A former “Morningstar Fund Manager of the Year,” Donald Yacktman needed little introduction.
Unlike many of today’s speakers, Yacktman invests primarily in large- and mega-cap companies. His first priority is protecting investors’ capital. His second is growing people’s capital. He accomplishes the former by avoiding making bad investment decisions.
Yacktman looks only at long-term investments that offer a compelling price given their underlying assets. He also searches for companies with a high cash return on tangible assets. Lastly, Yacktman looks at companies in sectors with secular – not cyclical – growth. Consumer staples, in particular, come to mind.

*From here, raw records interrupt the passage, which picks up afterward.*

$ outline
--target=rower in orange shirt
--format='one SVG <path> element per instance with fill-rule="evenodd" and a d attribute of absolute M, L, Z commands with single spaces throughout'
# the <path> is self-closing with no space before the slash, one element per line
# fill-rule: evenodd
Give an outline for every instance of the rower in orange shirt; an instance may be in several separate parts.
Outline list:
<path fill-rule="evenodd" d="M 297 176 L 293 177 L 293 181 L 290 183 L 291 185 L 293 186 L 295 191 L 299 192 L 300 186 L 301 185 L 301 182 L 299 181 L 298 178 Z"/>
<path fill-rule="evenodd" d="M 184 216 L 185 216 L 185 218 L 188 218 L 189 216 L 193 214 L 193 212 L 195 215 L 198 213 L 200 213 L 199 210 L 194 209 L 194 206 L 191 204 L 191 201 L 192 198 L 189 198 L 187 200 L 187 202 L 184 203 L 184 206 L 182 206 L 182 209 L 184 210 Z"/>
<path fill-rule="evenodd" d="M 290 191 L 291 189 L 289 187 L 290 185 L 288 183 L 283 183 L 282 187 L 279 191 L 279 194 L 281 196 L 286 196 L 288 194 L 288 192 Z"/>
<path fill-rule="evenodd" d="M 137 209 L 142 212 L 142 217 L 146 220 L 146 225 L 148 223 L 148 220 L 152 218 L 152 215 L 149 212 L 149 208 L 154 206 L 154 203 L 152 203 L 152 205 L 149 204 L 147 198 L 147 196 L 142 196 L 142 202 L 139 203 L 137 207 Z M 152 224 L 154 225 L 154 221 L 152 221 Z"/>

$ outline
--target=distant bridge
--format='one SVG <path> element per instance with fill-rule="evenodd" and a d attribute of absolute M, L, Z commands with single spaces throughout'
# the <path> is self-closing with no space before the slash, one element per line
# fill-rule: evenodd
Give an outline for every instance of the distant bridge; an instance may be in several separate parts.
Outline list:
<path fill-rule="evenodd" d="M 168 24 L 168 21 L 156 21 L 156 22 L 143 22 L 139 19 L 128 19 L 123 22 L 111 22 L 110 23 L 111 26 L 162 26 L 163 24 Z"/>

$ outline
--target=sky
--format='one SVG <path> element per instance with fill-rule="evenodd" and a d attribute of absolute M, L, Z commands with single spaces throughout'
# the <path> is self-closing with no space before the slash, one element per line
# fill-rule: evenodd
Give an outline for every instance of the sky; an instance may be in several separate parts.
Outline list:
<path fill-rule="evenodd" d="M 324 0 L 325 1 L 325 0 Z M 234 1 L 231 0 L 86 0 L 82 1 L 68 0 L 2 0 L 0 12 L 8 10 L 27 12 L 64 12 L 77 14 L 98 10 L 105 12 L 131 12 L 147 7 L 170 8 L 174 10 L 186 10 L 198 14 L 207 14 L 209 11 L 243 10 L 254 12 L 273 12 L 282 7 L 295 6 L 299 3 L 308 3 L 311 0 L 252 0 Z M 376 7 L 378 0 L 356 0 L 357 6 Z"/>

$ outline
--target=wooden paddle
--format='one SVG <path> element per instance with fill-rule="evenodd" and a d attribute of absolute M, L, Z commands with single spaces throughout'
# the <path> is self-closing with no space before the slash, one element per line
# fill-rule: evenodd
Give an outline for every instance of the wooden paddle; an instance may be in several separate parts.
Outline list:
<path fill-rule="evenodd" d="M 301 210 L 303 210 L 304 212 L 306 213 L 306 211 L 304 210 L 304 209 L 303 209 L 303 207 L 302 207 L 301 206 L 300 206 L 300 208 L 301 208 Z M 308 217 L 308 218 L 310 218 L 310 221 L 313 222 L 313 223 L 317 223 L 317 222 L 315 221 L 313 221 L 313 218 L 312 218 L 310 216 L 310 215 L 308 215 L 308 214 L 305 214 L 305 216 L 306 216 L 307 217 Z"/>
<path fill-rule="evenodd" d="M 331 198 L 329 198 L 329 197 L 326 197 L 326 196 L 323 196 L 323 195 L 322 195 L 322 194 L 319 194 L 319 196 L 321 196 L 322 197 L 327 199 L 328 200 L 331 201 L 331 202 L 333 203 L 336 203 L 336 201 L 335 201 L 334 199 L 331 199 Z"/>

“Buying above-average companies at below-average prices” is how Yacktman characterizes his investment style. “It’s better to be Billy Beane than George Steinbrenner.”
Companies such as Coke (NYSE: KO), Pepsi (NYSE: PEP) or Procter & Gamble (NYSE: PG) are the equivalent of triple-A bonds, Yacktman says.
Those are among Yacktman Funds’ top 10 holdings. Other holdings include News Corp. (NASDAQ: NWS), Cisco Systems (NASDAQ: CSCO), Johnson & Johnson (NYSE: JNJ) and Microsoft (NASDAQ: MSFT).